One of my other concerns is that PACeR appears to tilt the playing field towards a few giant pharmaceutical companies. As an individual researcher, I am frustrated that, because of HIPAA, I can no longer access data I need to recruit patients in a timely fashion. And, lacking industry’s deep pockets, I have neither the clout nor funds to buy this access. Nor can I even do chart reviews to describe patient outcomes. Frankly, rather than have this type of industry-hospital consortium, I would rather see HIPAA revamped to allow better access to all to data for research, if the data is held in a secure manner. Living in a small rural community, I’m not sure that I would even require IRB approval (cumbersome and costly) for things like record reviews of patients with a particular condition or public health issues. One other alternative to consider would be having all patients be offered a release on hospital admission or on an office visit, to indicate if their data would be accessible to researchers, with the appropriate privacy safeguards. This would be important, as now many potential volunteers are lost, especially on acute care studies, due to time constraints in the enrollment criteria.

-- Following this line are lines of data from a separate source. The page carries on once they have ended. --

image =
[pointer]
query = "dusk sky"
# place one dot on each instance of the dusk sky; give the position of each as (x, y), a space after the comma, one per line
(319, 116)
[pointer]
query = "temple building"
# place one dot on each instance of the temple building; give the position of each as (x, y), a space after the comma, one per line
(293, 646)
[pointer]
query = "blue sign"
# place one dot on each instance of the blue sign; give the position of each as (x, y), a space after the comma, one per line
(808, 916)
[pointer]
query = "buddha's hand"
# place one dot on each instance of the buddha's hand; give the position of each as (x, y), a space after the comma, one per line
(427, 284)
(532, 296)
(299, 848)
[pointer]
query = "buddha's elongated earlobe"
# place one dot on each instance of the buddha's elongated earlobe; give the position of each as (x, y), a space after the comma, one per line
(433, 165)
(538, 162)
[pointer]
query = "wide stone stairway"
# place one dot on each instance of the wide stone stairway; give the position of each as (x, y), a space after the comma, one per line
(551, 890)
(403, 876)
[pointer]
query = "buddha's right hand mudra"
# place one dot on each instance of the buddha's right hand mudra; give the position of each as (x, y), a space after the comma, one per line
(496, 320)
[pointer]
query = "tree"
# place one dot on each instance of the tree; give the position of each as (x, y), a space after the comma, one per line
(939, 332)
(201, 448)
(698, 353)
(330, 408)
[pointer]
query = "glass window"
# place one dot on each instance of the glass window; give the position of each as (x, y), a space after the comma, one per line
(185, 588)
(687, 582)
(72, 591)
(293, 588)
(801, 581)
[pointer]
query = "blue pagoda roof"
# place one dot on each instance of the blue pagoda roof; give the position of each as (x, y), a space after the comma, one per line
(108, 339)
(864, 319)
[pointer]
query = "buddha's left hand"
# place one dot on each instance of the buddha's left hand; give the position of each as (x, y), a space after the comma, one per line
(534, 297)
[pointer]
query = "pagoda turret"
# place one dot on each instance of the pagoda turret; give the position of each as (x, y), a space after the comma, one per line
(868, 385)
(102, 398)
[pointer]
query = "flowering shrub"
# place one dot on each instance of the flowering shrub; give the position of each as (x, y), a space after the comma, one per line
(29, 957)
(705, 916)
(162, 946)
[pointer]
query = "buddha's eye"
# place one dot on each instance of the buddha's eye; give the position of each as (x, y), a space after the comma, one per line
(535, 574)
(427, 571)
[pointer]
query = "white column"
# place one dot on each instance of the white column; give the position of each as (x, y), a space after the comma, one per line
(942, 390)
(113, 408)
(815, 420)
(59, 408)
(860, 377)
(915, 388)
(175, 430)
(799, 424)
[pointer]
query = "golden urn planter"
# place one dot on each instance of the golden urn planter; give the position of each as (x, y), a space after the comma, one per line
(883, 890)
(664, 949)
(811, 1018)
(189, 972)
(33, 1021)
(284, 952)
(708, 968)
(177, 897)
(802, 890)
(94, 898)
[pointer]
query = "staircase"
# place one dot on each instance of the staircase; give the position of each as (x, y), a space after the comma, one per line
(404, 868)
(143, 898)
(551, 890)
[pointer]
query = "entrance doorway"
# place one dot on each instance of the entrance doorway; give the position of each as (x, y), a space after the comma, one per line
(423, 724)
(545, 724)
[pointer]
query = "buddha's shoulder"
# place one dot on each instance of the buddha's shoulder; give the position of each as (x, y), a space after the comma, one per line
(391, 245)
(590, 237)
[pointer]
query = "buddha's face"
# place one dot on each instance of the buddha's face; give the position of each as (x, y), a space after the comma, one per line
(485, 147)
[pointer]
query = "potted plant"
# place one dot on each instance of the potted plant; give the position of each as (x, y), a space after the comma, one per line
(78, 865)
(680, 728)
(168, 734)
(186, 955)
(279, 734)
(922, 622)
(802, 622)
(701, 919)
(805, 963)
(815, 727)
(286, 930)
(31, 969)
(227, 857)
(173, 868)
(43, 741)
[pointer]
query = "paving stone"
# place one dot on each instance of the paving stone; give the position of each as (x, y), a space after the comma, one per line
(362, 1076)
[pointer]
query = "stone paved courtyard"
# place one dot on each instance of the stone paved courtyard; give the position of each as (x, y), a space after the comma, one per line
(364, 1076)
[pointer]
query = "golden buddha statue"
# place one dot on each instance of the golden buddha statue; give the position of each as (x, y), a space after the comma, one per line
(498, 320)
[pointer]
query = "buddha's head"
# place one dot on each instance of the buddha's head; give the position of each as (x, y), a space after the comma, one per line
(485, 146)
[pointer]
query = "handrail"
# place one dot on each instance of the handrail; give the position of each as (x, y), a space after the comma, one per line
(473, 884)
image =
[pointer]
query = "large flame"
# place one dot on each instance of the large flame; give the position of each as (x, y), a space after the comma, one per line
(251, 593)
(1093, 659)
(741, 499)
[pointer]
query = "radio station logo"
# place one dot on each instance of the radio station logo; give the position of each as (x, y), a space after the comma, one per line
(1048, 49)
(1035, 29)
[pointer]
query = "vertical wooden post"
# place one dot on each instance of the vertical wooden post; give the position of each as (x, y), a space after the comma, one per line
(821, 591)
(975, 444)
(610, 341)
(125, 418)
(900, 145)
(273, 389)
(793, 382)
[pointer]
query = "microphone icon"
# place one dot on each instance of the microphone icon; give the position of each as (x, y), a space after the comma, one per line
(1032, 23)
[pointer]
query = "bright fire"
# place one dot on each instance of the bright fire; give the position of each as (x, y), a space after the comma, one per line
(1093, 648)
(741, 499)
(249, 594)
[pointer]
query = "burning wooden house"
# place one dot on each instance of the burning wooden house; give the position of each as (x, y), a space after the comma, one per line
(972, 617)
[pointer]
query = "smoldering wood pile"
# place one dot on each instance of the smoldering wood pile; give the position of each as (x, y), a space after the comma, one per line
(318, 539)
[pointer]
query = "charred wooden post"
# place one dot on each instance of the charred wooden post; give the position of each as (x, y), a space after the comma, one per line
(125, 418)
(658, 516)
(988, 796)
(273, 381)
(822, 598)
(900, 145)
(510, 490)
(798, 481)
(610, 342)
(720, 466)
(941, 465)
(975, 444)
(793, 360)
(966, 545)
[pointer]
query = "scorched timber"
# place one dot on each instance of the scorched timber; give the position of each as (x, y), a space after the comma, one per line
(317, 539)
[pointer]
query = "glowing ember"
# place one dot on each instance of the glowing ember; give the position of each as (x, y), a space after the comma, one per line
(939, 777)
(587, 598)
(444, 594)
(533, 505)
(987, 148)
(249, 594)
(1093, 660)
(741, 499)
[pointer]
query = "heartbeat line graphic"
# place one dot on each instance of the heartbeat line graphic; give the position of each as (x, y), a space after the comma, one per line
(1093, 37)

So on the one hand, we have the push from the government and insurers to have electronic medical records and health outcomes research (HITECH Act), the Sentinel Initiative for postmarketing surveillance of electronic medical records for adverse events, and Medicare reimbursements linked to “meaningful use” (i.e., providing data) of the EMR. On the other hand, we have the specter of HIPAA and more draconian penalties for breaches of personal privacy. Now we have industry making deals with hospital systems to buy data. While I have misgivings about this approach, there needs to be better access to medical records for research, given appropriate safeguards regarding privacy and permissions for reuse. We need to find a way to boost the current dismal participation rate in clinical trials—less than 5 percent—if we will succeed with medical research in the U.S.
With the growing consensus gathered from clinical researchers, reviews of patient complaints, surveys of academicians and now the imprimatur of the nation’s leading scientists that HIPAA is not only failing to provide any protection for clinical research subjects but is increasing research costs and probably reducing participation, we can only hope that reason will prevail, and the HIPAA rules will be eliminated for clinical research.